The UTF-8 character set is one case where it's possible to enumerate all illegal values (and prove that you've enumerated them all). You detect an illegal sequence by checking for two things: (1) is the initial sequence legal, and (2) if it is, is the first byte followed by the required number of valid continuation characters? Performing the first check is easy; the following is provably the complete list of all illegal UTF-8 initial sequences:

Table 4-2. Illegal UTF-8 initial sequences

UTF-8 Sequence	Reason for Illegality
10xxxxxx	illegal as initial byte of character (80..BF)
1100000x	illegal, overlong (C0 80..BF)
11100000 100xxxxx	illegal, overlong (E0 80..9F)
11110000 1000xxxx	illegal, overlong (F0 80..8F)
11111000 10000xxx	illegal, overlong (F8 80..87)
11111100 100000xx	illegal, overlong (FC 80..83)
1111111x	illegal; prohibited by spec

The second step is to check if the correct number of continuation characters are included in the string. If the first byte has the top 2 bits set, you count the number of ``one'' bits set after the top one, and then check that there are that many continuation bytes which begin with the bits ``10''. So, binary 11100001 requires two more continuation bytes.
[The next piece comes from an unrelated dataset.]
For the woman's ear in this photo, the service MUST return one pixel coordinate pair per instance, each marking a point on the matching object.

Again, although C0 80 is technically an illegal UTF-8 sequence, for interoperability purposes you might want to accept it as a synonym for character 0 (NIL).

4.8.6. UTF-8 Related Issues

This section has discussed UTF-8, because it's the most popular multibyte encoding of UCS, simplifying a lot of international text handling issues. However, it's certainly not the only encoding; there are other encodings, such as UTF-16 and UTF-7, which have the same kinds of issues and must be validated for the same reasons.
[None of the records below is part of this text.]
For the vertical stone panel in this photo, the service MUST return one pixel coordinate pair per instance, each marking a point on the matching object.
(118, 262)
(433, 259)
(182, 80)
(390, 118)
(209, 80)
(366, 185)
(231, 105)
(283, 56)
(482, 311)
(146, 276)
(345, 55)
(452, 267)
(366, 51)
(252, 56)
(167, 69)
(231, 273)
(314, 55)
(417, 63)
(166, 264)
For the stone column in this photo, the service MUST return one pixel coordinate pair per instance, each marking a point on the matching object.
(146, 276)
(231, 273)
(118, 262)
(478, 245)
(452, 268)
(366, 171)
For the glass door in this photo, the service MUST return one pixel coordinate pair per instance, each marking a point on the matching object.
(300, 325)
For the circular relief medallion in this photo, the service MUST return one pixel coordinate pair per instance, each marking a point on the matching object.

Another issue is that some phrases can be expressed in more than one way in ISO 10646/Unicode. For example, some accented characters can be represented as a single character (with the accent) and also as a set of characters (e.g., the base character plus a separate composing accent). These two forms may appear identical. There's also a zero-width space that could be inserted, with the result that apparently-similar items are considered different. Beware of situations where such hidden text could interfere with the program. This is an issue that in general is hard to solve; most programs don't have such tight control over the clients that they know completely how a particular sequence will be displayed (since this depends on the client's font, display characteristics, locale, and so on).